Ghostbusters (2016), faced with a barrage of criticism even before it was filmed, could have easily gone the route of the multitudes of dodgy 80s reboots. Instead, what we have is something that embodies the spirit of the original, while having its own legs to stand on. Yes, the reboot is good and a whole lot of fun.
This being a reboot, don’t expect to hear from Venkman, Stantz, Spengler and Zeddmore – it’s a whole new cast of characters. Kristen Wiig plays physicist Erin Gilbert, who’s trying to get tenure at her university, except a book she wrote about ghosts in the past is threatening to make her lose her credibility. Her co-writer was childhood friend Abby Yates (Melissa McCarthy), who has stubbornly continued research into ghosts with the help of Jillian Holtzmann (Kate McKinnon). New York subway employee Patty Tolan (Leslie Jones) rounds up the team with her her encyclopedic knowledge of New York.
Reworking something as beloved as the original Ghostbusters is a tall order. Attempting to make them all female then drew the ire of a thousand so-called fans. Here, director/writer Paul Feig and co-writer Katie Dippold attempt a juggling act by paying a lot of respect to the original – it comes close to being a remake in many ways – while taking shots at the Internet trolls who just can’t imagine that women can be funny.
Those watching for a nostalgia fix will get it by the buckets. There’s a whole lot of cameos and callbacks to the original and the late Harold Ramis also gets remembered in a very special way. The creators of the new movie definitely love the original, and it shows – and they also do enough to make sure this movie has its own place in the canon instead of being just a rehash.
McKINNON THE SUPERSTAR
And as a comedy, Ghostbusters has a life of its on. The Feige-McCarthy partnership scores again, and the laughs don’t just come from McCarthy or even Wiig – McKinnon, Jones and even Chris Hemsworth (as himbo secretary Kevin) provide countless laughs in terms of both verbal and physical comedy, that its such an absolute joy to watch the team together.
That’s not to say that new Ghostbusters totally forgets that the original was very creepy in its own way. While it’s not the Asian Ju-on style horror that’s haunting the screen these days, there are quite a few chilling moments that remind you that this is really about busting malevolent ghosts, and not just Casper.
HAUNTED BY THE ORIGINAL
But the reason why it shines is also where it stumbles – the spectre of the 1980s Ghostbusters hangs over this, and it’s obvious. It’s not an exact scene for scene copy, but it tips the hat so often to the the 1982 movie that its almost as if it is afraid that longtime fans would hate the reboot. Thankfully the cast here is so likeable that you get carried away with their hijinks, but hopefully with a sequel we see more new stuff.
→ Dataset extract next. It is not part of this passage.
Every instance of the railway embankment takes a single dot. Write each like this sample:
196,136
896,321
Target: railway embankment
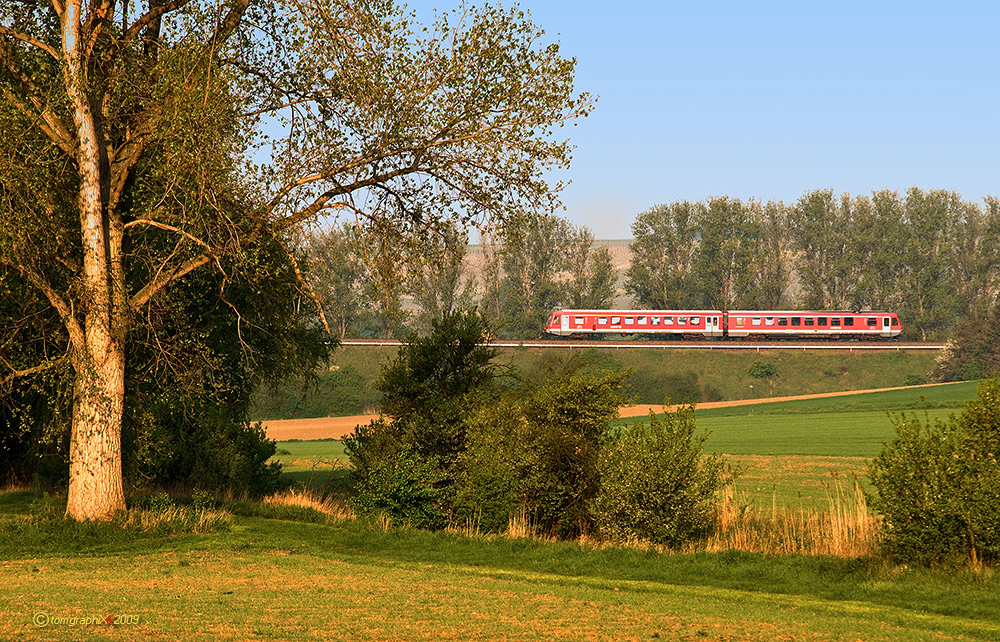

A good number of us geeks grew up watching the original Ghostbusters – which is now 32 years old, not to mention the multiple cartoons that came after that. With reboots of many 80s classics sprouting up every year, Ghostbusters stands out as one that manages to just hold its own. It’s a good film, with lots of laughs and some scary moments, and with great chemistry among the cast. And, you know, feeling that fun, fun Ghostbusters vibe all over again on the big screen and introducing it to a whole new world of fans really is a good thing.
Oh, and don’t forget to stick till the very, very end of the credits, especially if you’re an old-school fan.